Önce CAB raporu ve üstüne tahtından gelen gıcırtı Şeytanın keyfini iyice kaçırmıştı. Bu durum tüm varlığı boyunca ikinci kez olmuştu. İlkinin sonucu malumdu cennetten kovulmuş, kendisini sonu gelmez bir savaşın içinde bulmuştu. Peki şimdi olanların anlamı neydi? Biraz olsun kendisini toparlamak için Cehennem Salgınlar (CSD) ve Çevre birimlerini (CÇB) toplantıya çağırdı. Salgınlar Dairesi; 1545-1548 yılları arasında Meksika’da yaklaşık olarak 15 milyon insanın ölümüne yol açan kanamalı ateş ya da 1665-1666 yılları arasında gerçekleşen Büyük Londra Vebası gibi bir salgının uygun olacağını görüşe sunmuşlardı. Öneriyi acemice bulan Şeytan, Salgınlar Dairesi başkanını parçalara ayırırken, “Biraz böyle dolaş kendini bul bakalım” diye homurdanıyordu. Sonra birden çok önemli bir şey düşünenler gibi eli çenesinde gözleri sarayının altın kubbelerine bakarken “daha fena şeyler lazım. Mesela bir kokteyl!” Böylece 1877-1885 yılları arasında Rus İmparatorluğu, Mısır, Hindistan, Almanya ve Montreal’de sürecek olan veba, kolera ve çiçek hastalığı programa alınmış oldu. Ancak hâlâ içindeki boşluk hissine engel olamıyordu. Kokteyle birkaç yangın eklenmesini söyledi. Planlanan salgınlara ek olarak; Büyük Portlanda ve Quebec yangınları ile pis kokular geliyor dediği Paris’in yakılmasına karar verildi. 1871 yılında Paris Komünü sırasında çıkan yangınla Tuileries Kraliyet Sarayı, Louvre Kütüphanesi, Adalet Sarayı, Hotel de Ville, Lyon Garı ve d’Orsay Sarayı bir güzel yanmış oldu. “Ne kadar ilginç diyordu” gülerken, “onlar yanıyor ben serinliyorum, Allah’ın işi işte”.  

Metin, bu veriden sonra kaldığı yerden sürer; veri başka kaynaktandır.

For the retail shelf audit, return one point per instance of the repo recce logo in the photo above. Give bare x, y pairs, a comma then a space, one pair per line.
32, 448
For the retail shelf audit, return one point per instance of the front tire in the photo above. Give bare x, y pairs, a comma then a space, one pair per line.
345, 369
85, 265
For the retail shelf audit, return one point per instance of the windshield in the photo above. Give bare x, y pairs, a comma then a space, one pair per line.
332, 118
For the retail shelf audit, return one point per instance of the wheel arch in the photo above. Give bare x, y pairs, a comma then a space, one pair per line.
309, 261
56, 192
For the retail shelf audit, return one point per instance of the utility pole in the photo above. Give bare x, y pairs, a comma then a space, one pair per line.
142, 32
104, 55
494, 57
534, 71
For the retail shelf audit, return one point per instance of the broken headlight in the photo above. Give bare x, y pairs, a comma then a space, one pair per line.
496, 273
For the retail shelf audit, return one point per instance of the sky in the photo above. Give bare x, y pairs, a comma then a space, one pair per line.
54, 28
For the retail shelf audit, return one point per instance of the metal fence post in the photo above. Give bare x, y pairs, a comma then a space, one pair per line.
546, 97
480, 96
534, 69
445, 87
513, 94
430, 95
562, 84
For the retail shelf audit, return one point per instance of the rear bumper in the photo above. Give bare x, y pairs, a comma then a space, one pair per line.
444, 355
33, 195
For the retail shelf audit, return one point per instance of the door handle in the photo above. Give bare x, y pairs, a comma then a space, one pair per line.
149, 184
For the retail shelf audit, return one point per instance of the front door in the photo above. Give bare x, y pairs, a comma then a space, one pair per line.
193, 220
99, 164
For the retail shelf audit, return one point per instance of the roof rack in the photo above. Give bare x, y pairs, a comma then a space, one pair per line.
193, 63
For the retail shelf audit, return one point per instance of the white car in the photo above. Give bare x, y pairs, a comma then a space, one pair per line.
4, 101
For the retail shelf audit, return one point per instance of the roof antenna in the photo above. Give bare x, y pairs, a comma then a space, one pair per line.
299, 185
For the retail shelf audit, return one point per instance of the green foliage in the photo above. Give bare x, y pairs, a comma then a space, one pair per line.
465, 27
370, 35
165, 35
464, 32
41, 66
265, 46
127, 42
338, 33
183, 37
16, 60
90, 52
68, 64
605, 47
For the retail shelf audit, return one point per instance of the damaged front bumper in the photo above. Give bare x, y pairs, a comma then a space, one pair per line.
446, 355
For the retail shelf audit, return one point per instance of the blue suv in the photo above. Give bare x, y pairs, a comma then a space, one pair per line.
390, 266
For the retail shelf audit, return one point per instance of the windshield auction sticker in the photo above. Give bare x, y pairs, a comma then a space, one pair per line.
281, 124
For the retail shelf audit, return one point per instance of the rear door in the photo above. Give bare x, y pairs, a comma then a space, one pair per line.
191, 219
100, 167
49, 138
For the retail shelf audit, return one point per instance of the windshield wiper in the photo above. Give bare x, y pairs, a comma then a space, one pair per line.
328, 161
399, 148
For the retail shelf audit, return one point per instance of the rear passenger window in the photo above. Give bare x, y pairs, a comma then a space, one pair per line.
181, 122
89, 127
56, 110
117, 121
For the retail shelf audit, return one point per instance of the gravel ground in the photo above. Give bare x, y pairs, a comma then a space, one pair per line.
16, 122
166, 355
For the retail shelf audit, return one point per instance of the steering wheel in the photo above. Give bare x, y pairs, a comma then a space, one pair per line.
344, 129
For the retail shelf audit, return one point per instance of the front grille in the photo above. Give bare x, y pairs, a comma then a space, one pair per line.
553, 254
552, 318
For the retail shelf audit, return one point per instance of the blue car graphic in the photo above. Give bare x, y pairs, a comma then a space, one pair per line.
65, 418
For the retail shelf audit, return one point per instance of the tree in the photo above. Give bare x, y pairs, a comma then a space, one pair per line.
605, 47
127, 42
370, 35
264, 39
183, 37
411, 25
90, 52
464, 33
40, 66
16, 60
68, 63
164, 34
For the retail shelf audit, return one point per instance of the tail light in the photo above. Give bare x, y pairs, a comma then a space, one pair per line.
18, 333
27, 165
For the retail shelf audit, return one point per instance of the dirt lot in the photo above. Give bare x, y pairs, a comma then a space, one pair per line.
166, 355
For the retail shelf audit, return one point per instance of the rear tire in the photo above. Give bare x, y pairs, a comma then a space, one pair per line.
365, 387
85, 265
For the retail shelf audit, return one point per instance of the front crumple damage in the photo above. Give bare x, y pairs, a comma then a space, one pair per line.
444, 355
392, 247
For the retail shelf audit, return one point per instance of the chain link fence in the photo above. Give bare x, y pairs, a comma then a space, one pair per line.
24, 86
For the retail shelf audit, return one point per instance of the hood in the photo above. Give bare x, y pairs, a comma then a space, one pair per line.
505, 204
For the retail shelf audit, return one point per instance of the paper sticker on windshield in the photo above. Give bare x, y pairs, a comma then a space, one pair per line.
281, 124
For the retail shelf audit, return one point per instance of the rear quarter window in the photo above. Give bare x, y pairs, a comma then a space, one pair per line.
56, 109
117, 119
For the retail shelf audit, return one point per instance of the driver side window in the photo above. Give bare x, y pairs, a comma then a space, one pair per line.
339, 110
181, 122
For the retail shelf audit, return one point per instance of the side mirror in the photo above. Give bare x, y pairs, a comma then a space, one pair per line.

Şöyle hafif bir mutluluk hissi zihnini kaplamak üzereydi ki bir ayakkabısında toz olduğunu gördü. Yüz ifadesini tarif artık mümkün değildi. Bir şeyler olduğunu gören ama ne olduğunu anlayamayan insanların o dehşet ifadesi yüzüne yapışmış hatta resmen oturmuştu. “Ey yumurtaya can veren Allah’ım” derken durdu ve çığlığı bastı “Cehennemde tozun ne işi var lan, şaka mı bu!” Zebaniler, düşmüş melekler, günaha sokucular, ikna ediciler, caydırıcılardan oluşan büyük bir kalabalık korkuyla sağa sola doğru koşuşturmaya başlamış saraya tam bir kaos hâkim olmuştu. Etrafına şaşkınlık ve sinirle bakarken, az önce parçalara ayırdığı Salgınlar Dairesi (CSD) başkanının başının havada kendisine doğru sırıtarak uçtuğunu fark etti.  O sinirle Allah yarattı demeden “senin de taaaa!” diyerek koca kafaya tekmeyi basıverdi.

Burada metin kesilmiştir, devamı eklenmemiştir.